Расходы на войну были огромными: если в 1914 году Россия тратила на военные расходы 1655 млн. рублей, то в 1915 году эта цифра равнялась 8818 млн. рублей, а в 1916 году-14 573 млн. рублей[310]. Все это тяжелым бременем ложилось на плечи народа. «К осени 1916-го года тяготы войны ощущались уже всем населением России. Особенно сильно они чувствовались необеспеченными классами, деревней и рабочими. Мобилизация вычерпала до 15-ти миллионов взрослых мужчин, не считая двух с половиной миллионов, которые были заняты работой, необходимой для обороны, на заводах, на ж.д., при общественных организациях и т. д. В сельском хозяйстве начались ощущаться недостатки рабочих рук», — писал генерал-майор П. П. Петров[311].

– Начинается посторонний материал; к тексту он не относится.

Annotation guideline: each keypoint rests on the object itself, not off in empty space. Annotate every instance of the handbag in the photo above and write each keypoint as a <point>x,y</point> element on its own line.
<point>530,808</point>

В армии стали появляться недовольные настроения, как в 1915 году. В конце 1916 года в одной из дивизий 34-го корпуса, которым командовал генерал Скоропадский, из-за неподвоза продуктов произошел бунт. Солдаты говорили: «Держите нас в окопах, гоните в атаку, жрать не даете». «В этих словах, писал полковник Кочубей, — уже чувствовалась солдатская наглость, но и на этот раз — личным воздействием генерала Скоропадского — вопрос был мирно ликвидирован»[312].
Можно с уверенностью сказать, что фронт во многом держался за счет святости царского имени, за счет чувства долга перед Царем. Пока Царь оставался на престоле, армия воевала.